Best Novel: A tie between "Jumper" and "Evil Genius", both YA SF novels. I would compare “Jumper” favourably to “Stars My Destination” – exciting and well fleshed-out characters and a wide variety of ideas, too. “Evil Genius” gets a nod for such an original plot – a child being taught to become an evil criminal mastermind like his father – and being so fun to read with few plot inconsistencies. “Last and First Men” is excluded because I have read it several times previously, and I don’t want to include a repeat viewing as a favourite, but it does deserve a mention anyway – vast scope, variety of ideas, and extremely challenging philosophy. Stapledon is quite underappreciated considering the works that he has produced.

Best Movie: Three-way tie between “The Day the Earth Stood Still (1951)” “Watchmen” and “Steamboy”. "The Day The Earth Stood Still" is a quiet, intelligent character movie, and some quite interesting ideas there, too. "Steamboy" is a beautifully-drawn anime that creates a cyberpunk nineteenth-century London with some challenging moral questions. "Watchmen" (which BrideOfTheBookGod reviewed, and I largely agree with what she wrote) is an violently explicit superhero movie with insightful satirical elements set in an alternate-history America. I can not compare the three movies, all of which are quite different in presentation, ideas, and scope, but all are worth watching, and not one of those movies are done justice with the single-sentence summary I have given them.

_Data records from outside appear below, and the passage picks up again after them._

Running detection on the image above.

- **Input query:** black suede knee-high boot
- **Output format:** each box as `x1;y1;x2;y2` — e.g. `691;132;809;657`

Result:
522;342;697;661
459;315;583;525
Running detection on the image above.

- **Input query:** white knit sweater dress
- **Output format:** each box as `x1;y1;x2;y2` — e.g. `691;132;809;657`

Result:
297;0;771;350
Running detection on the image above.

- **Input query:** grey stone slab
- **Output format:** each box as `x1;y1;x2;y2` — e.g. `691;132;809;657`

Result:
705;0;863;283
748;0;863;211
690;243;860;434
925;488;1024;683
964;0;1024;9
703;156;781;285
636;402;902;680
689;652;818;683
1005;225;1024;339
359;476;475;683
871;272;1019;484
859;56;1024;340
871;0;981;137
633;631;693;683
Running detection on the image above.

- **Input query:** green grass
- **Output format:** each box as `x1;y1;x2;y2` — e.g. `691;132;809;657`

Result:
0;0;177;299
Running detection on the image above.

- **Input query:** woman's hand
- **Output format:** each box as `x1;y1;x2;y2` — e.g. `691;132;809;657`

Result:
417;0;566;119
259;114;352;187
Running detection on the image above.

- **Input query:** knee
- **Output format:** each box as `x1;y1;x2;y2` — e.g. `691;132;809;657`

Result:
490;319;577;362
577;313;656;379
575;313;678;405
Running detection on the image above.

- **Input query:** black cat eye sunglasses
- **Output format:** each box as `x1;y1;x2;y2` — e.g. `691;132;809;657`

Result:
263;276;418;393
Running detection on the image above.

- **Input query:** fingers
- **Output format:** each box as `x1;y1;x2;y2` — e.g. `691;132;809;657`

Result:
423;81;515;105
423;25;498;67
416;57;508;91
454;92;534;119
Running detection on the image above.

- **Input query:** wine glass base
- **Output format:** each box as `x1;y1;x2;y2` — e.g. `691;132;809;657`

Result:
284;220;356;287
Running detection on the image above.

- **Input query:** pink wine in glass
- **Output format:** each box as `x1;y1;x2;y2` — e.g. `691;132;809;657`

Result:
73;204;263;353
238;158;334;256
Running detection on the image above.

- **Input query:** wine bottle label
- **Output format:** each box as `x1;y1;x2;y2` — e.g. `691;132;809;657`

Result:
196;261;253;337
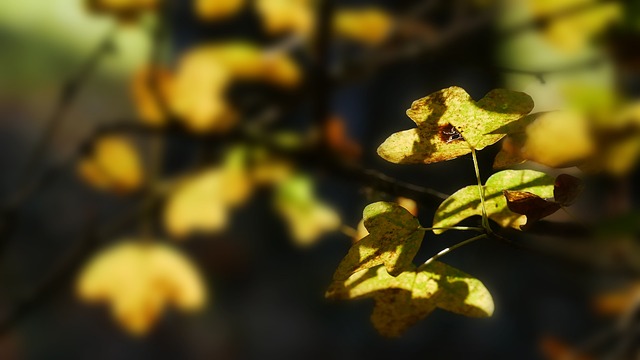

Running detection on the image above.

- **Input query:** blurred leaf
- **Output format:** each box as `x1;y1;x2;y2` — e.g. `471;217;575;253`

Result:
433;170;554;234
333;201;424;280
164;148;253;239
85;0;160;22
77;135;144;193
333;7;393;45
193;0;245;21
494;111;596;168
77;239;207;336
504;190;561;230
553;174;584;206
275;175;340;246
255;0;315;37
326;261;494;337
378;86;533;164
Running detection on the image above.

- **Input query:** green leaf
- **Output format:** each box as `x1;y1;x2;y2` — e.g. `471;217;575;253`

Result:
378;86;533;164
326;261;494;337
433;170;554;234
333;201;424;280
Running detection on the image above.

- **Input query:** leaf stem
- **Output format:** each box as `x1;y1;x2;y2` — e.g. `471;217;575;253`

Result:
471;149;493;233
418;226;485;232
424;234;489;265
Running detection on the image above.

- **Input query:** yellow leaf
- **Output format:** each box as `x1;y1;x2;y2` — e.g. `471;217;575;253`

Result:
86;0;160;22
131;68;171;126
76;240;207;336
78;135;144;193
531;0;622;52
164;148;252;238
275;175;340;246
194;0;245;20
333;8;393;45
255;0;315;37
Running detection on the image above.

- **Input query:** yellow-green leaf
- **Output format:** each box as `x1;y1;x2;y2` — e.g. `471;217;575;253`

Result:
378;86;533;164
433;170;554;234
326;261;494;337
333;201;424;280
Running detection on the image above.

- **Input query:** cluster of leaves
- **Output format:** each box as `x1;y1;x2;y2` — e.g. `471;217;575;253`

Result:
326;87;592;336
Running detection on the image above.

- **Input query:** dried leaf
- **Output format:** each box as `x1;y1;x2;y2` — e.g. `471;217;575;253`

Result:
333;7;393;45
275;175;340;246
78;135;144;193
326;261;494;337
378;86;533;164
333;201;424;280
433;170;554;234
193;0;245;21
77;240;207;336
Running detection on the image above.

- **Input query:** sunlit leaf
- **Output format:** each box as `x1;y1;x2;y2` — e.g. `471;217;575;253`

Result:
333;7;393;45
494;111;596;168
333;201;424;280
433;170;554;234
530;0;622;52
378;86;533;164
193;0;245;21
326;261;494;337
86;0;160;22
168;42;301;132
76;239;207;336
164;149;252;239
78;135;144;193
255;0;315;36
275;175;340;246
131;68;171;126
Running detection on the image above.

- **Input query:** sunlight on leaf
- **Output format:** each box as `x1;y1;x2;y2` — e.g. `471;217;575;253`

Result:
86;0;160;22
77;135;144;193
378;86;533;164
255;0;315;37
433;170;554;234
333;201;424;280
193;0;245;21
333;8;393;45
325;261;494;337
494;111;596;168
164;148;252;239
76;240;207;336
275;175;341;246
530;0;623;53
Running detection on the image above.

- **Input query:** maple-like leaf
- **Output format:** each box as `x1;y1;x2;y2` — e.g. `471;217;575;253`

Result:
326;261;494;337
333;201;424;280
378;86;533;164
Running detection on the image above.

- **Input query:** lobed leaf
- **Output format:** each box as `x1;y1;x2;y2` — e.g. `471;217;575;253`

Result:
326;261;494;337
333;201;424;280
433;170;554;234
378;86;533;164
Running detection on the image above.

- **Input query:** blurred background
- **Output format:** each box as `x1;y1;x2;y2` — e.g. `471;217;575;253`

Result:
0;0;640;359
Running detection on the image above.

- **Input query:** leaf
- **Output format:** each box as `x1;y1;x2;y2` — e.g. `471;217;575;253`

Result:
275;174;340;246
333;201;424;280
504;190;561;230
193;0;245;21
433;170;554;234
378;86;533;164
78;135;144;193
76;239;207;336
325;261;494;337
495;111;596;168
553;174;584;206
86;0;160;23
163;148;253;239
333;7;393;45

Best Television Series: “Firefly”. There’s quite a variety of storylines attempted, yet everything makes sense in the wider Firefly universe. The characters are excellent, and so is the acting. It’s exciting to watch, too. In fact, apart from the fact that I don’t have a second series to watch, I can’t think of a problem with Firefly. Why can’t all television be this good?

Best Videogame: “Destroy all Humans! 2”. You’re an alien, invading earth, wield a bunch of cool weapons and your own UFO. It’s as cool a game as it sounds, and also enjoyable for all of the references from the 1960’s, both from the world of science fiction, and wider culture.

I would also love to thank those whom went to the effort to respond to a review I made, particularly Ardsgaine, whom I had an interesting discussion about "Atlas Shrugged" with. It's quite interesting to see different people's perspectives on what I have seen, and I have some interesting recommendations, too.